Reputation: 8404
I'm just getting back into SQL Server and I'm building a few tables, and all the "guidelines" I'm reading indicate that a Clustered Index should be placed on Identity fields, because they're "ever increasing". I'm having a hard time getting my head around this. Let's assume I have the following data:
ID Name Date Promoted
1 John Jones 1/1/2019
2 Bill Franklin 1/15/2018
3 Tom Stewart 5/12/2020
4 Jeff Thomas 7/15/2017
Most of my queries will probably be based on Date Promoted. However, I will have a table with personal identification for each person, so there will be a join to another table based on ID.
In this case, is ID the best field to have a Clustered Index on? If so, can someone explain why in the simplest way possible?
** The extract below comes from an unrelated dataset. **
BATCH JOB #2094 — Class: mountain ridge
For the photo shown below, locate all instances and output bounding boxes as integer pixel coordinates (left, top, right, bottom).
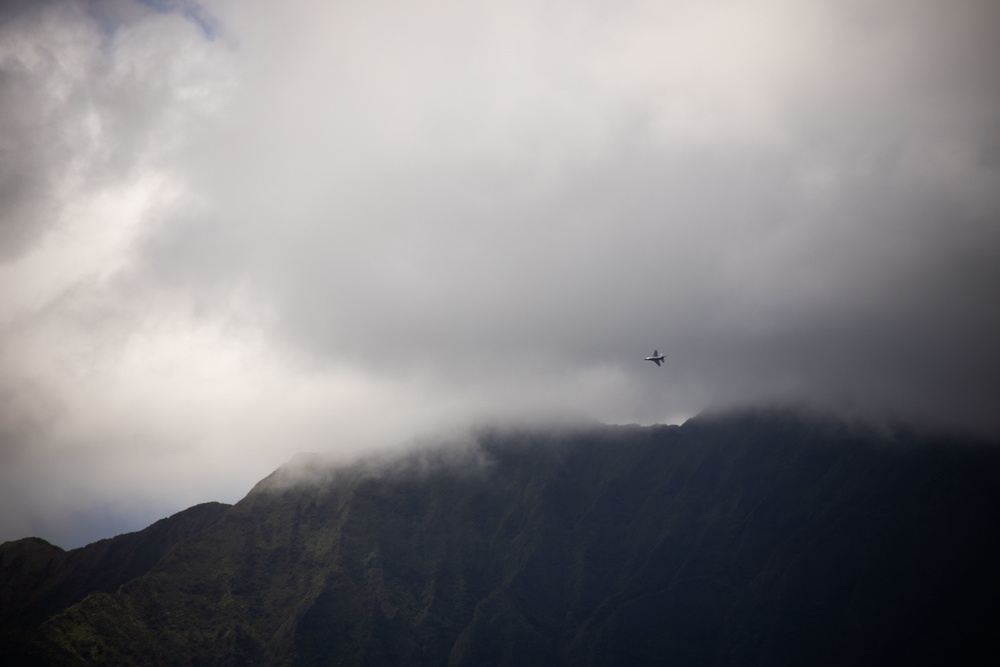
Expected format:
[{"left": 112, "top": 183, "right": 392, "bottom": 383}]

Assume this table has 500,000 records (I'm really simplifying my problem with the sample data here), would it make sense to put a Clustered Index on Date Promoted, or would you put the Clustered on ID and a Nonclustered on Date Promoted?
Upvotes: 1
Views: 1064
Reputation: 56
First of all, please note that the Clustered Index defines the order the data is stored on the disk. If you have the Clustered Index on the Date Promoted
column then, with your sample data, inserting the fourth record would require moving all three previous records on disk. (I am simplifying this quite a bit.) As a result, that insert would be slower than an insert with the Clustered Index on the ID
column, which would simply append a new record on disk. That is why it is best to use 'always increasing' columns.
Additionally, all non-clustered indexes contain the value(s) of the Clustered Index. So it is best to set the Clustered Index on the 'smallest' columns, when possible, in terms of consumed space. Otherwise, in the future, as the table grows, it may lead to space issues.
Finally, identity columns are commonly used for joining tables, and thus also benefit from being indexed for read performance. If your Clustered Index is on your identity column, that is already covered. Otherwise, you might need a separate index for the identity column to optimize lookups by ID
.
Upvotes: 2